• SEPTEMBER 22, 2000

Stock markets: A possible trigger...

Even as the markets languish under selling pressure, there is a possibility that buying interest may emerge. The RBI has announced the draft guidelines for bank investment in shares.

The draft guidelines deal with two aspects of the securities market. The first of these is aimed at making it easier to avail of financing for IPOs. The other, and this is of greater interest to us, deals with investment of banks in shares (including units of mutual funds and convertible debentures). Presently, banks are permitted to invest only 5% of their incremental deposits in shares. The draft guidelines propose that the limit should be related to the outstanding advances. The RBI has clarified that the ceiling is 'not mandatory'.

To put this issue in perspective, let's look at the amount of funds that are involved. So far during the current year, banks have mobilized incremental deposits worth Rs 476 bn i.e. they can invest in shares to the tune of Rs 24 bn. Now consider this. The outstanding advances (say total bank credit) of the banking sector are put at Rs 4,618 bn i.e. an investment limit of Rs 231 bn!

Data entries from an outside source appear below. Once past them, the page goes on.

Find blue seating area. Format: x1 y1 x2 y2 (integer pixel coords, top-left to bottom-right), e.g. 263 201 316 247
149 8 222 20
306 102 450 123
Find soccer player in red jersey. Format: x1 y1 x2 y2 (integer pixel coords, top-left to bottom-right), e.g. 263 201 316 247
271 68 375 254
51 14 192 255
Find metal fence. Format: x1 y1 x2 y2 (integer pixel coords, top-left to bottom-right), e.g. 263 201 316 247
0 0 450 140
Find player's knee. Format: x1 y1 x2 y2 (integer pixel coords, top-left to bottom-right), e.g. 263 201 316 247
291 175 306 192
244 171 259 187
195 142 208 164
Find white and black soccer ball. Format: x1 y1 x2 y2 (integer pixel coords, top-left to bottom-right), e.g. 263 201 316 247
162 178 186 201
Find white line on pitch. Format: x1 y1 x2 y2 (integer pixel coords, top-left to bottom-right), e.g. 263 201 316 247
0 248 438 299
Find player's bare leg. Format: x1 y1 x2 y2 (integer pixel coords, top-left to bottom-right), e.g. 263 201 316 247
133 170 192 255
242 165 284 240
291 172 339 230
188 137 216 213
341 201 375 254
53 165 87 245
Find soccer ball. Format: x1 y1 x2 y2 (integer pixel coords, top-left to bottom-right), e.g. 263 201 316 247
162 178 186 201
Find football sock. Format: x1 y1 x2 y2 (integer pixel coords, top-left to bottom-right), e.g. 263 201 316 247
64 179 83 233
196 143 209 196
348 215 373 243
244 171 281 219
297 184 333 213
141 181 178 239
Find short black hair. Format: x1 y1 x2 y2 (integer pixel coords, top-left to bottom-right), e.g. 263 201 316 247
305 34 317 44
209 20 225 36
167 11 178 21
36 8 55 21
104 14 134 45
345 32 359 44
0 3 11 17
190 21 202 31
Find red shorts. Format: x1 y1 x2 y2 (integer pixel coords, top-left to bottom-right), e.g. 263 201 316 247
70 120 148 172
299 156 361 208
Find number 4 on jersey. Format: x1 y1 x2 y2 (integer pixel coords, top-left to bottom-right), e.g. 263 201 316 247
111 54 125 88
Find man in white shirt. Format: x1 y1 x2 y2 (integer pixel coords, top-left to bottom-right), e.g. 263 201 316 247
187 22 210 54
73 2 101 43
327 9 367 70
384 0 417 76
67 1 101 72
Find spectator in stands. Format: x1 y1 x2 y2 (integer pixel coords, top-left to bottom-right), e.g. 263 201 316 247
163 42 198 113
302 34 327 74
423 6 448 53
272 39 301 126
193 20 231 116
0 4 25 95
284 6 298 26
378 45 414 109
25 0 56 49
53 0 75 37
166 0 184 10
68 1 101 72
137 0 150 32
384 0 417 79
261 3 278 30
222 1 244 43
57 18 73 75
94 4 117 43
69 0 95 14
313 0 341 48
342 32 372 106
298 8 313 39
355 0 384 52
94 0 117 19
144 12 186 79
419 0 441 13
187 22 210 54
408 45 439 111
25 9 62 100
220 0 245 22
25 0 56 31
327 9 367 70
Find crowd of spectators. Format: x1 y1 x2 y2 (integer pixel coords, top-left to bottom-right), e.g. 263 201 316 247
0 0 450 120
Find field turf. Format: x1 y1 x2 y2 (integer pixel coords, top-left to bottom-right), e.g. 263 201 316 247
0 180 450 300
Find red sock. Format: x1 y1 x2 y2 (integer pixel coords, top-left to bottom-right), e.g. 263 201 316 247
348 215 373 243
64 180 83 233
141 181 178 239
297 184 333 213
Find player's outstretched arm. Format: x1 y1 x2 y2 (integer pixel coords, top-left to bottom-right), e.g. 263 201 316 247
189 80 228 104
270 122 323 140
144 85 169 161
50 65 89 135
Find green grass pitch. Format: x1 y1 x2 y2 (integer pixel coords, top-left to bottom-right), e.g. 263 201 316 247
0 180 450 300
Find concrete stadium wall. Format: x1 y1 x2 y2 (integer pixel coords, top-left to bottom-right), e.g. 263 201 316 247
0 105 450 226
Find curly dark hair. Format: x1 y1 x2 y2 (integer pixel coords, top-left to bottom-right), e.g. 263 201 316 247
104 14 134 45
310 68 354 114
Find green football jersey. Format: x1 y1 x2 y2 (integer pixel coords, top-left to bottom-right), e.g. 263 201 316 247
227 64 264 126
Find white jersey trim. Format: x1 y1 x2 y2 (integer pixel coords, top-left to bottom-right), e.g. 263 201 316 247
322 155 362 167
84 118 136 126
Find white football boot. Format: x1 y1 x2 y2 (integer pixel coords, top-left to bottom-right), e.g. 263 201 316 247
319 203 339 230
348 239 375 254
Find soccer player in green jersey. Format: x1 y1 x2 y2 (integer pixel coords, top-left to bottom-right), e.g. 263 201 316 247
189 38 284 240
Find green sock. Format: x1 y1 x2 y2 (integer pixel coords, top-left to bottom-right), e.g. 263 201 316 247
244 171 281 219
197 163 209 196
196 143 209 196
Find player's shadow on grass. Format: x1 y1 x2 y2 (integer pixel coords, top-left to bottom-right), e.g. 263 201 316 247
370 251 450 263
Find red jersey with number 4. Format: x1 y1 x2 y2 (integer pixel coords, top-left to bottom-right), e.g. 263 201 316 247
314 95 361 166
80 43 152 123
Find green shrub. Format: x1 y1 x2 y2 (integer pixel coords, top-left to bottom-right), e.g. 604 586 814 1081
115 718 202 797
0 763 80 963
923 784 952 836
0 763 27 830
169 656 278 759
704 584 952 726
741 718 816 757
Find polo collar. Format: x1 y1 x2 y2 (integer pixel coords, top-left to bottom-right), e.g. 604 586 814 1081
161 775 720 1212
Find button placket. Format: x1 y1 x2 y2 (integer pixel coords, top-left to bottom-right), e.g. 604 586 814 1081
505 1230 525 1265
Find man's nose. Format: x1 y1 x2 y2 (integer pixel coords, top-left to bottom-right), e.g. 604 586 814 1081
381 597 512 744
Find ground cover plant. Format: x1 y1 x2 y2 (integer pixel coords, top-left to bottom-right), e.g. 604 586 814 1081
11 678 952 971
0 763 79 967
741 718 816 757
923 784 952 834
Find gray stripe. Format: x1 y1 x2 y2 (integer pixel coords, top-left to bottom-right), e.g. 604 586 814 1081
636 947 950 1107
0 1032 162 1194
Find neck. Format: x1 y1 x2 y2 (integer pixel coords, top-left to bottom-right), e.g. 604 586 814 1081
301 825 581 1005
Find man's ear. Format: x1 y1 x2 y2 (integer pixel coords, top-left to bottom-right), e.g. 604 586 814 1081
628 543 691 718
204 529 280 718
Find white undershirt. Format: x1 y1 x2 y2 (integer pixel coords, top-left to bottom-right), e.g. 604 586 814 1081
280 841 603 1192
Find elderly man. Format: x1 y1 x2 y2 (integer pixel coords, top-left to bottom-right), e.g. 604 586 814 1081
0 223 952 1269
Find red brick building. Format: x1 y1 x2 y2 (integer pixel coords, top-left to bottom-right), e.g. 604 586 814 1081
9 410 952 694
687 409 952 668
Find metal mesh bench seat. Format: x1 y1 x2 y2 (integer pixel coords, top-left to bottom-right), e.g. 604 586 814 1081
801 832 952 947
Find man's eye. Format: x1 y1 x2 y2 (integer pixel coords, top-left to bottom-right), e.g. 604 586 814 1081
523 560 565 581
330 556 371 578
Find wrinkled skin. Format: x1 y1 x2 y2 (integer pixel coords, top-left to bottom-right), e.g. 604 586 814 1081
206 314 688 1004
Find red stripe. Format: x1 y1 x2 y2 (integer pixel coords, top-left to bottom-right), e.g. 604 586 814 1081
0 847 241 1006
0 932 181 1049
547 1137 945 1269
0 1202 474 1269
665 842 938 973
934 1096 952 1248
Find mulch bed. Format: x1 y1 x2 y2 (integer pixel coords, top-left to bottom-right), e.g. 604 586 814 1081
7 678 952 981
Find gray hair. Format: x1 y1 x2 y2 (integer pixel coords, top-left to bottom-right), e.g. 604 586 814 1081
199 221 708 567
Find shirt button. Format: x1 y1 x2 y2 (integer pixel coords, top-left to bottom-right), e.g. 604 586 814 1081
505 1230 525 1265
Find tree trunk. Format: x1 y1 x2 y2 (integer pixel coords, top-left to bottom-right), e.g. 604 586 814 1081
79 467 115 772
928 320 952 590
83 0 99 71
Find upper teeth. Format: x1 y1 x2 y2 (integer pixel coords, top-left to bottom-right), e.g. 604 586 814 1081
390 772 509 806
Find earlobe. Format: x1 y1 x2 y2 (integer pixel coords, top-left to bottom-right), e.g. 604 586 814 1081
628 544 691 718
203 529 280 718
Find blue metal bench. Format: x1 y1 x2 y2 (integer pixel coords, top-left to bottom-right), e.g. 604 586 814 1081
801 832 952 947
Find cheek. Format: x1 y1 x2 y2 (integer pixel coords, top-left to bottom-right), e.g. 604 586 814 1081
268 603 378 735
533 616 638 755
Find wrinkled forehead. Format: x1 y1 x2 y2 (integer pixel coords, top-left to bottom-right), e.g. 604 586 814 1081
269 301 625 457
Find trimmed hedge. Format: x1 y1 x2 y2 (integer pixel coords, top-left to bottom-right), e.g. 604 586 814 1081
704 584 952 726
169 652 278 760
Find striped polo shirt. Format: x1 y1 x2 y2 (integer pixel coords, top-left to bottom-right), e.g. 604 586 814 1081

The markets have lacked triggers in the past few days. But these guidelines could possibly be one of the biggest triggers to buying interest in recent years. Ofcourse, there is an issue whether the banks will actually invest the amount they are eligible or not. Or for that matter whether the guidelines will be implemented or not. But the point is that as and when the money were to flow in, the banking sector would emerge as a key player in the domestic markets.